Plan to divide California into 6 states advances - davidbarker
http://www.washingtonpost.com/business/technology/plan-to-divide-california-into-6-states-advances/2014/02/20/2d46fc70-9a90-11e3-9900-dd917233cf9c_story.html

======
VLM
"Draper said the smaller governments would be more responsive to the needs of
residents and communities"

Why? I've lived in big states, little states, and now in the middle, and the
possible ratios are quite large, lots bigger than a mere six or so, and I
assure you the DMV in little states didn't love me any more than in
megastates. Or the state revenue dept, or any other.

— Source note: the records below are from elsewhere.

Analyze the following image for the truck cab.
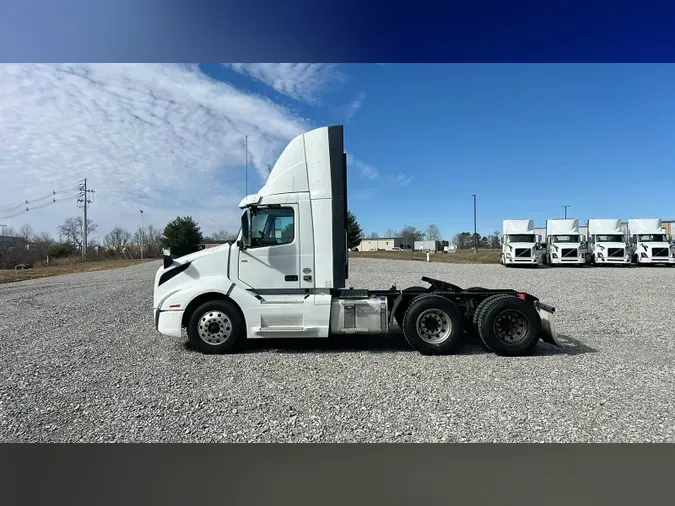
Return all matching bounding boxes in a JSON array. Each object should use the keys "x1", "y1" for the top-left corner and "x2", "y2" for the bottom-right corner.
[
  {"x1": 586, "y1": 219, "x2": 631, "y2": 265},
  {"x1": 500, "y1": 220, "x2": 541, "y2": 267},
  {"x1": 153, "y1": 125, "x2": 561, "y2": 355},
  {"x1": 545, "y1": 219, "x2": 586, "y2": 266},
  {"x1": 628, "y1": 218, "x2": 675, "y2": 267}
]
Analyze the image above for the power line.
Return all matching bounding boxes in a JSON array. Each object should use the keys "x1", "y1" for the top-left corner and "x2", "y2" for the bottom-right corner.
[
  {"x1": 0, "y1": 186, "x2": 79, "y2": 213},
  {"x1": 0, "y1": 184, "x2": 88, "y2": 220}
]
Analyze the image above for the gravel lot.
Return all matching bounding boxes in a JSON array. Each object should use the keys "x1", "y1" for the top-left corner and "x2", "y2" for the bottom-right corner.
[{"x1": 0, "y1": 259, "x2": 675, "y2": 442}]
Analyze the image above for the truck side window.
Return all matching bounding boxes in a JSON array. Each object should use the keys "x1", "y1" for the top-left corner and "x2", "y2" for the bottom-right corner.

Individual citizens in the USA don't matter any more unless they're in the
neofeudal overclass, but even for the elite, the only real effect will be
"formerly state wide, now 6-state wide" businesses will have six times the
hassle, six times the election campaign contributions required to obtain
service, six times the paperwork, I'm not seeing an advantage. And again, in
my experience, if anything, big state governments stay "bought" better than
small state governments, or at least there isn't a factor of six gain. Who is
easier to purchase, an Illinois governor all of which have ended up in prison,
or a Wisconsin governor few of which (none? although we're getting real close
now...) have ended up in prison. The big guys are easier to buy, over more
than a factor of six.